The Patrimony perpetual calendar that Vacheron Constantin presented in 2017 is a new version of an existing watch – last year it was presented in platinum with silvered dial. All the calendar information is shown on three subdials, day of the week at 9 o’clock, date at 3 o’clock, month and leap year cycle at 12 o’clock.
Thin enough to be like a dress watch
The case is 41 mm in diameter, and 8.9 mm thick. The result is a watch that is larger than the classical formal watch, but still very slim, so that it can easily slip under a shirt cuff in moments when discretion is required. Corrector pushers are located on the caseband for the correction of the various date functions should the watch stop running. It doesn’t have a seconds hand.
The dial provides a sense of space, though legibility is made more difficult for people who don’t have the eyesight that they used to by the scales of the dates and months subdials. Dates are alternating, while the months subdial has 48 months marked out. This is a plus factor for two reasons: the single hand goes around the dial once every 4 years, and so it is a good visual expression of the mechanical wizardry in the movement; and there is a single hand on that subdial, instead of the two hands normally used, one for months and one for the leap year cycle. On the negative side, there is just the question of legibility. But then, the owner of a watch like this is unlikely to actually use the watch to see which date it is. This is a different type of product, linked to other dynamics, of prestige and exclusivity.

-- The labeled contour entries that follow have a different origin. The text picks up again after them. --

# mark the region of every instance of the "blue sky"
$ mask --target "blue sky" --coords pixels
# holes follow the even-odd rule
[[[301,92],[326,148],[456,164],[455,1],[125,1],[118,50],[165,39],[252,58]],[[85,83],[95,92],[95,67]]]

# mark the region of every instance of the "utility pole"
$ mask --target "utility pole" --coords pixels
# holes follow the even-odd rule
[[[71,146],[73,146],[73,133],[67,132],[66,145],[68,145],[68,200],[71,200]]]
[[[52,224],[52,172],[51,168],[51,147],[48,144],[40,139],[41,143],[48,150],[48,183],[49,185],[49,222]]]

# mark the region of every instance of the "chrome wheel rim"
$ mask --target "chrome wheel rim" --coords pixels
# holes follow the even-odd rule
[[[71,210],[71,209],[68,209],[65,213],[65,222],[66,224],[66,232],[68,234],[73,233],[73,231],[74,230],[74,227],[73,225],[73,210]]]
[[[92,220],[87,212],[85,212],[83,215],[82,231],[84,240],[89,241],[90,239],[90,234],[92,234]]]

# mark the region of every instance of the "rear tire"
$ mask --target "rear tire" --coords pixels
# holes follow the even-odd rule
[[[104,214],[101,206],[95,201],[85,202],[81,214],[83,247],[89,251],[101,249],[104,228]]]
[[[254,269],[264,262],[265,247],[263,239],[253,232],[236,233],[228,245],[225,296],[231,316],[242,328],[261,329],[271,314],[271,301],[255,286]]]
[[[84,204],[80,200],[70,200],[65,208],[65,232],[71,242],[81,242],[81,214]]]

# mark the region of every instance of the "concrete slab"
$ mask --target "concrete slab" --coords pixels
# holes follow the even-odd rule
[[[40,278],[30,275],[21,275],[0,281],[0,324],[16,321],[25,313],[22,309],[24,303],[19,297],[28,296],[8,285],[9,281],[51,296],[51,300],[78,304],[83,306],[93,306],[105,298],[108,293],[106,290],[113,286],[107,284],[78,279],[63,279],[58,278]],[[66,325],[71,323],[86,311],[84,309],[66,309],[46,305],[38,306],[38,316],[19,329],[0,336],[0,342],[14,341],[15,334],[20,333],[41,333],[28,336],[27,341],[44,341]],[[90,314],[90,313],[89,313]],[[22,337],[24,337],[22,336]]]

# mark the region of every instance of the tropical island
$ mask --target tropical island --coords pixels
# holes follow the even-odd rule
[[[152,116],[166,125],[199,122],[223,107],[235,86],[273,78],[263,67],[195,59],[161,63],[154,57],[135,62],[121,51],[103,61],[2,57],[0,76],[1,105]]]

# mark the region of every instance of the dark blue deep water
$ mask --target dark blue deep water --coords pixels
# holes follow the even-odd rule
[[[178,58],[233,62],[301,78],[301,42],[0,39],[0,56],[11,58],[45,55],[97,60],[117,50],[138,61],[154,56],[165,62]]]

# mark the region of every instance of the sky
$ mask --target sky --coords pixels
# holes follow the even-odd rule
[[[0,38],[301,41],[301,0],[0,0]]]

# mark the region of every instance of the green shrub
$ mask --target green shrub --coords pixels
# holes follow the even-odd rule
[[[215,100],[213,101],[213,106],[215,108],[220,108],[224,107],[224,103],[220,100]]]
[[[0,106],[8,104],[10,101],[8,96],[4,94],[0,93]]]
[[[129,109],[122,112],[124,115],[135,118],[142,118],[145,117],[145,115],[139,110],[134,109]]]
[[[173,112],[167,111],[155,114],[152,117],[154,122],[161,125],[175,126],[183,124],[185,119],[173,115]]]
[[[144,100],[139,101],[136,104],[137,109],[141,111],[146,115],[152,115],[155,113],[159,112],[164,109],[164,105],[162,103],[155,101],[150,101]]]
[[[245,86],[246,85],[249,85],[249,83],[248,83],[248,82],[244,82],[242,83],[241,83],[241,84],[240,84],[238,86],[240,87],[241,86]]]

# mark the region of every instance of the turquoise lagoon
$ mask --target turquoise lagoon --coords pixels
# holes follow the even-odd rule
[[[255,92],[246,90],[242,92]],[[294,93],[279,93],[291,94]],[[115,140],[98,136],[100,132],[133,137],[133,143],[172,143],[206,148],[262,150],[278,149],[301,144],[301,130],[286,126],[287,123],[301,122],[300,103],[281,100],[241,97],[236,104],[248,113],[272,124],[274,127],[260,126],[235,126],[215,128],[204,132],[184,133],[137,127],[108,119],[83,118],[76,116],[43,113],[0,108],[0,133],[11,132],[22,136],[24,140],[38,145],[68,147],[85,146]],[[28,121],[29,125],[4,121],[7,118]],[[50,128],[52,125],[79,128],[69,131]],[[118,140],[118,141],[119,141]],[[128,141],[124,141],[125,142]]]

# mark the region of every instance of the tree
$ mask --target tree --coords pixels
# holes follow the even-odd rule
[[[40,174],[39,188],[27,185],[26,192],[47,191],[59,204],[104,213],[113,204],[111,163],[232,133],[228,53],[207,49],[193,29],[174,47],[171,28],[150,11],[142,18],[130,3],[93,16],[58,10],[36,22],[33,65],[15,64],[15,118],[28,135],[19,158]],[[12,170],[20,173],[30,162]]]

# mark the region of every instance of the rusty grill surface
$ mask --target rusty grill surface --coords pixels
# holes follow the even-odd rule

A touch of colour from the moon phase
Perhaps the real highlight of the dial is the moon phase, with a sky created by a blue galvanic treatment, and a golden moon and stars. The opaline slate-grey dial is slightly domed, with a minute track in pearl-like beads, and hour markers in pink gold batons. Water resistance is 30 metres. The watch has a black alligator strap with a pink gold clasp.
Calibre 1120 QP
Calibre 1120 QP is an interesting movement, based on the 1120, often described as one of the most beautiful automatic movements ever built. The 1120 began life as the Jaeger-LeCoultre calibre 920, introduced in 1967 and supplied to Audemars Piguet, Patek Philippe and Vacheron Constantin as ébauches – apparently the three brands provided financial backing for the design – and never used by Jaeger-LeCoultre. Patek used it as calibre 28-255, Audemars as calibre 2120. It has many distinctive technical features, including the unusual balance frequency of 19,800 vibrations per hour, 2.75 Hertz. I have to find out the reason for this frequency, which means 5.5 half-beats per second. The movement provides a 40-hour power reserve. The oscillating weight includes Vacheron Constantin’s Maltese cross emblem.
Price and reference
The Patrimony perpetual calendar by Vacheron Constantin is reference 43175/000R-B343. It has Hallmark of Geneva certification, and it is delivered in a presentation casket that includes a watch winder and a corrector pen. Price €83,300.